Провожая взглядом Розу Ильдаровну, пришедшую на могилу мужа, я вспоминал те два месяца, когда мы с Осей с упоением делили ее царственное тело, даже не задумываясь о том, что творилось в ее душе, и втягивал ноздрями тяжелый горьковатый запах ее духов, тающий в чистом кладбищенском воздухе…
В медицинском институте я проучился недолго. Весь запас романтического энтузиазма, почерпнутый в книгах и фильмах о врачах, иссяк за два года, и я поступил на факультет журналистики. Но и там продержался недолго.
Помню пожилого доцента, вечно небритого и желчного, который был ушиблен темой заимствований и пародий в литературе. Он проводил параллели между «Бесами» и «Двенадцатью стульями», считая главу «Союз меча и орала» пародией на главу «У наших» в «Бесах», Кису Воробьянинова – пародией на Ставрогина, а письма отца Федора – пародией на письма Достоевского жене.
Призыв в армию мне не грозил, поскольку я был негоден к службе по зрению, поэтому вел я себя развязно – пропускал занятия, валялся на койке в общежитии, таращась в потолок или уткнувшись в книжку. Оживлялся только вечером, когда с занятий возвращалась Лариска, учившаяся на пятом курсе биофака.
Ее мужа-студента забрали в армию, ребенка она отправила к матери в деревню и все свободное время посвящала сексу. Она была бесхитростной давалкой с гибким телом, смугловатой, с яркими глазами, и в общежитии, кажется, не было парня, который не переспал бы с нею хоть раз.
Замок в ее двери был давно сломан, и если Лариске хотелось выспаться, она запиралась на чайную ложечку. Вбила в дверь и дверной косяк петли – в них и засовывала чайную ложечку. Но если надо было открыть дверь, достаточно было навалиться на нее плечом, и ложечка из дешевого алюминиевого сплава с хрустом ломалась пополам. Под кроватью у Лариски стояла трехлитровая банка с алюминиевыми обломками. Сколько таких банок она вынесла на помойку, никто сосчитать не брался.
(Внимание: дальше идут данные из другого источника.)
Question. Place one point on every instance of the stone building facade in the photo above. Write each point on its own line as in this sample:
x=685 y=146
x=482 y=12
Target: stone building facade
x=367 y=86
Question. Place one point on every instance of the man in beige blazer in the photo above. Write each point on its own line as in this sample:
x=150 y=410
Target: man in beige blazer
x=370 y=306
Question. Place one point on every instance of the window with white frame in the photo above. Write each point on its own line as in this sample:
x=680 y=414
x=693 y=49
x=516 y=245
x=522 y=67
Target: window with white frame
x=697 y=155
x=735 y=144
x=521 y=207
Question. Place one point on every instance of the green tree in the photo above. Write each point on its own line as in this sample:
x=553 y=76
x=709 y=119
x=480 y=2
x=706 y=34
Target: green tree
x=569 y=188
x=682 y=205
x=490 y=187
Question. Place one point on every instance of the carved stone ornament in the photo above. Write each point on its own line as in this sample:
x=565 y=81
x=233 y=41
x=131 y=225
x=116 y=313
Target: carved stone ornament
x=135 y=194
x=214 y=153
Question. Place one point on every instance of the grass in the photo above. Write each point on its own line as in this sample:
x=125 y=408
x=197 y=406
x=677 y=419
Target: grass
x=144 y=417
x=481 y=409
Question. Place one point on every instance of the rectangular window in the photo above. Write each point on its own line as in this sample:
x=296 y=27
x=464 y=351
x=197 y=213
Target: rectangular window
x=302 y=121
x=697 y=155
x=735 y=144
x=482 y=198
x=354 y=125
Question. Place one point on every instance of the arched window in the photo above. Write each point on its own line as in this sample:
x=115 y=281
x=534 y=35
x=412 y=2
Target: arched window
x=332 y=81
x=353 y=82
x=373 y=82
Я получал стипендию, кое-какие деньги от отца и еще зарплату в качестве санитара в больнице – денег у меня было достаточно, чтобы пригласить Лариску в кафе. Она выделяла меня из толпы кобелей, пожалуй, только потому, что они стеснялись или боялись появляться с нею на людях, а я – нет.
Ее отец умер в тюрьме, куда попал за убийство сыновей, втроем трахавших четырнадцатилетнюю сестру в бане, а мать сошла с ума и бросилась в глубокий колодец, откуда ее не могли достать два дня, и все это время она там стонала, плакала и просила воды.
Лариска смеялась, рассказывая о матери, умиравшей на дне узкого колодца, и передразнивала ее, прикладывая ко рту руки и крича гулким голосом: «Воды! Воды!» После похорон матери девочка попала в семью дяди, который приставал к ней, пока она – тут Лариска опять начинала хохотать – не пырнула его ножом в задницу.
– Что ж тут смешного, Лариска? – сказал я. – Кровосмешение, убийства, безумие, мрак, чувство вины, травма на всю жизнь и все такое, а ты – ты смеешься! Братья убиты, отец и мать умерли – и все, в общем-то, из-за тебя… если бы у нас был возможен фрейдистский роман, ты была бы главной героиней…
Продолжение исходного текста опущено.